COLUMBUS – It didn’t get the attention of his spread offense. It wasn’t attached to a memorable image, like saying he wanted assistant coaches who coached like their hair was on fire.
But very soon after Urban Meyer was hired as Ohio State’s football coach in 2011, he said one of the most important elements in building a great football team was having a strong defensive line.
Seven years later, Ohio State has a defensive line so talented and so deep that it has been called the best in college football.
It is a label both the players and Meyer have embraced.
“We definitely care about that because who wouldn’t want to be known as the best defensive line, not only this year but in history,” defensive end Tyquan Lewis said.
Lewis, the 2016 Big Ten Defensive Lineman of the Year, surprised some people by returning for his senior year instead of going into the NFL draft.
That decision gave Ohio State four standout defensive ends – Sam Hubbard, Jalyn Holmes, Nick Bosa and Lewis.

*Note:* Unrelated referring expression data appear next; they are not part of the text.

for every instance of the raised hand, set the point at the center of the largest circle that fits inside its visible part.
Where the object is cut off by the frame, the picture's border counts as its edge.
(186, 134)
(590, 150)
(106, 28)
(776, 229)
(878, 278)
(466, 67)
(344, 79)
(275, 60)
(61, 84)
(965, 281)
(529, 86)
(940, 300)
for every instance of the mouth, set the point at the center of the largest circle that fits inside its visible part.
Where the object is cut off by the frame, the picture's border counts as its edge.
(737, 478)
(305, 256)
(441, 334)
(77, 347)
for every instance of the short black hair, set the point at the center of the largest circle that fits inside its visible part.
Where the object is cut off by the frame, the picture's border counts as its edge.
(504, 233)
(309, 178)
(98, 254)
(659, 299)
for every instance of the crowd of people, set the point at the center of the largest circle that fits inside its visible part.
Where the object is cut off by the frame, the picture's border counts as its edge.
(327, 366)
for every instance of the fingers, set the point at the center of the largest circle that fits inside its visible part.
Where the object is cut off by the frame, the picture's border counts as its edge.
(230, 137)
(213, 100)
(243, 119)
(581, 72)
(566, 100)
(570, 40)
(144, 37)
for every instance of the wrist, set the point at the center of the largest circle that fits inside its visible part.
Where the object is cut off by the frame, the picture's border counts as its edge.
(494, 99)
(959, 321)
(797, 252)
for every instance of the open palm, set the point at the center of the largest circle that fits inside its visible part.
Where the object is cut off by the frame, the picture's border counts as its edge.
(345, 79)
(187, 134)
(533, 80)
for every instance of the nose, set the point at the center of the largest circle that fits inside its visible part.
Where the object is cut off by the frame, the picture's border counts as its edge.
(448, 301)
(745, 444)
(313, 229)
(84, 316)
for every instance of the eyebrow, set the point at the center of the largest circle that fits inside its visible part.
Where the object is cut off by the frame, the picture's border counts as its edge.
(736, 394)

Hubbard and Holmes were honorable mention All-Big Ten last season and Bosa had five sacks as a freshman in a season in which he was brought along slowly after ACL surgery his senior year of high school.
“We’ll be as good as anybody in America at defensive end,” Meyer said during spring practice.

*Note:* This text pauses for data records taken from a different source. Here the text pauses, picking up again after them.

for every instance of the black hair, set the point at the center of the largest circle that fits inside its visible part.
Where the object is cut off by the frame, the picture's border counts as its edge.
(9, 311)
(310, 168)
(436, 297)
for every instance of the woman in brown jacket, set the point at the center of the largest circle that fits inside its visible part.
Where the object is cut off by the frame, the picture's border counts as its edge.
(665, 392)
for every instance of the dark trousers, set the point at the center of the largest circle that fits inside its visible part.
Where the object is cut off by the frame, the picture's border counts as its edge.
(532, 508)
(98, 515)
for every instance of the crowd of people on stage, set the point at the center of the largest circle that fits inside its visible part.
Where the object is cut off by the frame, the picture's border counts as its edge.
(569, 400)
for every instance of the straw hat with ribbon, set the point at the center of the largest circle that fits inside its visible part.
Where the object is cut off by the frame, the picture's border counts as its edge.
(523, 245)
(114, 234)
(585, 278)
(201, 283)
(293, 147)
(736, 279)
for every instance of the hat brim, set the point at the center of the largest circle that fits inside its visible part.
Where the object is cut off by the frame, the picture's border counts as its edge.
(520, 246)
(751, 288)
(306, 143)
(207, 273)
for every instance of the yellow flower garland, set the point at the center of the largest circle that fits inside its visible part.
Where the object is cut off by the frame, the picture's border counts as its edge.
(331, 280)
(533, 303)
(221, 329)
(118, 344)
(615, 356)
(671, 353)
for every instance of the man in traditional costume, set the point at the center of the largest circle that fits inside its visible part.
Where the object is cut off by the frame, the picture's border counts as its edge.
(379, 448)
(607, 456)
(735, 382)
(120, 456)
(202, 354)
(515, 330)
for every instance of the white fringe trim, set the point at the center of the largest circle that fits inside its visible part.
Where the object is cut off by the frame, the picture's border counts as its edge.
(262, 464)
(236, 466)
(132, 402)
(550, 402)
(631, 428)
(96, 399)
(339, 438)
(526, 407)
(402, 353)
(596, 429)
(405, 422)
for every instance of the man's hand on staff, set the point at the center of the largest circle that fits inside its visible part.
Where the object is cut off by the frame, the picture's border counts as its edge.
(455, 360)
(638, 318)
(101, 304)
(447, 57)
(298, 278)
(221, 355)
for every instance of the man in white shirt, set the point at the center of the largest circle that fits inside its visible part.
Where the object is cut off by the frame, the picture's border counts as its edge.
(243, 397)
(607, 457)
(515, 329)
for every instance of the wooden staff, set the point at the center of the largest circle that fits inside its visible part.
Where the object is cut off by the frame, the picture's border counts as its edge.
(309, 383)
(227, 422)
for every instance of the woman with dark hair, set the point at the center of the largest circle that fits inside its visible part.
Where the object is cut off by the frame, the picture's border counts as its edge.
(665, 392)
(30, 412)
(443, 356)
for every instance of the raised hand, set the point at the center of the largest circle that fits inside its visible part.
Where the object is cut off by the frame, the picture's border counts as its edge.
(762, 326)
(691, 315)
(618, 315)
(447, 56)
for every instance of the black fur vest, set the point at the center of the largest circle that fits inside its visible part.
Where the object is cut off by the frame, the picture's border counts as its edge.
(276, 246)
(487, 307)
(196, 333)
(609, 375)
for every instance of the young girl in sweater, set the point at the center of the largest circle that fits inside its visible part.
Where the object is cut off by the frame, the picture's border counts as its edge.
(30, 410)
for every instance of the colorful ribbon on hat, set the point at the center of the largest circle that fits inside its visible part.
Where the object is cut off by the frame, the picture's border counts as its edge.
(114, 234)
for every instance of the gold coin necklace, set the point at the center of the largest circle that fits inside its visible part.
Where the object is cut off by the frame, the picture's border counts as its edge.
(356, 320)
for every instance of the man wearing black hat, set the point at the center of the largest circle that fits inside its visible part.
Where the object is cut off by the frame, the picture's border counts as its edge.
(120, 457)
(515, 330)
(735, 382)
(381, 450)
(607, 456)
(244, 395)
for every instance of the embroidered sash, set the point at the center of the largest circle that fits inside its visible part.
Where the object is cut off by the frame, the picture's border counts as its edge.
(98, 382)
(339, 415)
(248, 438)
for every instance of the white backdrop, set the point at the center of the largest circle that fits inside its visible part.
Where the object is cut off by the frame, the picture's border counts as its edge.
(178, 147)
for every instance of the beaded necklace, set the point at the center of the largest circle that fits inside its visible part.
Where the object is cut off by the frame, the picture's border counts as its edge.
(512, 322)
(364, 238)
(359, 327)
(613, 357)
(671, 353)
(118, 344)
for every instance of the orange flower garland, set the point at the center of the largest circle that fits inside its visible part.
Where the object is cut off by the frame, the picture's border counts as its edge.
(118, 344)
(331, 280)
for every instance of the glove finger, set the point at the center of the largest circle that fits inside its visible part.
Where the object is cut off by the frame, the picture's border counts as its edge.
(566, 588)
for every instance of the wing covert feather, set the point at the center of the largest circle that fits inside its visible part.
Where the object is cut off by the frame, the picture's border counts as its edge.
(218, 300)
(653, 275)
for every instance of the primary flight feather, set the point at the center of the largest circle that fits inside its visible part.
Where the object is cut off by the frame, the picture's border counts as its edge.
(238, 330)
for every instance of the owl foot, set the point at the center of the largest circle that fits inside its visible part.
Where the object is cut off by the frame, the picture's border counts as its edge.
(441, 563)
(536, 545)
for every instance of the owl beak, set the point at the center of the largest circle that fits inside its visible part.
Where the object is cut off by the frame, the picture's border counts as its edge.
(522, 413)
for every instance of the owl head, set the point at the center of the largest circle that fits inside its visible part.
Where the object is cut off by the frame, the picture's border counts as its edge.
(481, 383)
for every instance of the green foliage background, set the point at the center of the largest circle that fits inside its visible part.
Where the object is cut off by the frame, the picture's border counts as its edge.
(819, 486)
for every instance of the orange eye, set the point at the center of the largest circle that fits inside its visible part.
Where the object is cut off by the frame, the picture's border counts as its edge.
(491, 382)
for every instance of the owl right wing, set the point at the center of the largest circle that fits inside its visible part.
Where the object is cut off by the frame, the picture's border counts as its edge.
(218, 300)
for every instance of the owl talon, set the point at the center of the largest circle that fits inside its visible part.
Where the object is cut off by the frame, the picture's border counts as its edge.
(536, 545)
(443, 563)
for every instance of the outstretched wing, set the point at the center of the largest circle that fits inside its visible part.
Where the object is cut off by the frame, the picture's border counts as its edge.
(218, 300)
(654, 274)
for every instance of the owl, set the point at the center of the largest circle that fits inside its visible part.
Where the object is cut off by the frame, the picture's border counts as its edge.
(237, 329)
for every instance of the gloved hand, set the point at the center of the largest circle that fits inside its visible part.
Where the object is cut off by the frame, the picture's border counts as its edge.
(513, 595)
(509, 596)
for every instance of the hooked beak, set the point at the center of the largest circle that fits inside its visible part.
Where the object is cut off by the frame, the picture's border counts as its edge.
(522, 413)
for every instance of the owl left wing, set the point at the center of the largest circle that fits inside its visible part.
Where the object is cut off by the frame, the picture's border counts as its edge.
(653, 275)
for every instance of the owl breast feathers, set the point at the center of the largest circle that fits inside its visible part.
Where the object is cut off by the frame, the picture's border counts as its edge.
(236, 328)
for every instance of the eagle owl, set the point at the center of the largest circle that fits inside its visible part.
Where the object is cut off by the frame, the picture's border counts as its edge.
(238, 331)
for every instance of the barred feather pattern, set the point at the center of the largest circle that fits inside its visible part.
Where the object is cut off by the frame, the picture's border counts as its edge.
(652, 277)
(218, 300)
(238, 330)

The interior line is good and deep, too, with players like Dre’Mont Jones, Robert Landers and Tracy Sprinkle, a starter until he suffered a season-ending torn patellar tendor injury in the first quarter of last year’s opener against Bowling Green. Michael Hill eventually could join them if he returns from a suspension.

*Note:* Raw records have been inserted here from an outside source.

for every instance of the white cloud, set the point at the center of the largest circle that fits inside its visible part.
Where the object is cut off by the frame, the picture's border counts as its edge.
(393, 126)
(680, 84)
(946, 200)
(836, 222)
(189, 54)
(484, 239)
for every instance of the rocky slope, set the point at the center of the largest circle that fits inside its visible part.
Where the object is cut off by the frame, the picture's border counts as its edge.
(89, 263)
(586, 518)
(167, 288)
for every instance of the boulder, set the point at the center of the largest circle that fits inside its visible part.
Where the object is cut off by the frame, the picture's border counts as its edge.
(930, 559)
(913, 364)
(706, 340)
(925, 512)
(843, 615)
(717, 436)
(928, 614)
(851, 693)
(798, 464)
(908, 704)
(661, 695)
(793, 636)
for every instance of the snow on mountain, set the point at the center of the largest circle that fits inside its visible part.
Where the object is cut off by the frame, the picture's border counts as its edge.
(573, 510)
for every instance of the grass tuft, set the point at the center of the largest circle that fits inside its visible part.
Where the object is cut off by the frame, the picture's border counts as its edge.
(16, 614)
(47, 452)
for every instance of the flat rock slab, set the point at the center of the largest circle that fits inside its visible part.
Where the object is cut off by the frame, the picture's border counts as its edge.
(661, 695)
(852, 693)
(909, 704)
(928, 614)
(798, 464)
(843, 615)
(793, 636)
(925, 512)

It wasn’t just players that Meyer recruited to build this impressive front line of the Buckeyes’ defense. Since 2014, the line has been coached by Larry Johnson who, like his current defensive line, has also been called the best in the country at what he does.
He has coached seven first-round NFL draft picks at OSU and Penn State and eight of his players have been named Big Ten Defensive Lineman of the Year.
Ohio State defensive coordinator Greg Schiano gives the defensive line and Johnson high grades.
“The defensive line is really good. I think we have the best defensive line coach in America in Larry Johnson. He knows how to keep them all involved. We should never have a tired defensive lineman out there if, God willing, we stay healthy,” Schiano said.
Despite all the talk about being the best, Ohio State’s linemen say they won’t get caught up in it.
“We talk about it in the meeting room and it’s more of a motivation thing than hyping up our heads. Coach J (Johnson) says if that’s what they’re going to say about us then we’ve got to work and actually achieve it,” Hubbard said.
Holmes said, “You want praise. I’d be lying to you if I said I didn’t care. But at the end of the day you have to know that’s just preseason stuff. At the end of the day you want the postseason awards and you don’t really care about the preseason stuff.
“I feel like we’ve been keeping a real humble mind and working to push to be better,” he said.
If Ohio State is going to be the best defensive line in the country, sacking the quarterback is probably the area where it needs to show the most improvement.
OSU’s 28 sacks last season ranked seventh in the Big Ten and 58th nationally. Lewis led the Buckeyes with eight and Bosa’s five were second.
Those 28 sacks were the lowest total during Meyer’s five seasons at OSU an 17 short of the highest total of his tenure, 45 in 2014. That was two short of the school record of 47.
Schiano offered the theory during a Fox.com interview earlier this year that Ohio State emphasized disrupting the pass rather than hitting the quarterback last season as a possible explanation for the low sack numbers.
Johnson said during spring practice that his defensive linemen just needed to be quicker once the ball was snapped to pump up the sacks numbers.
“What you saw is that we weren’t taking that first step fast enough across the line of scrimmage. At the end of the day we have to get the quarterback on his back. We have to rev up our pass rush,” Johnson said.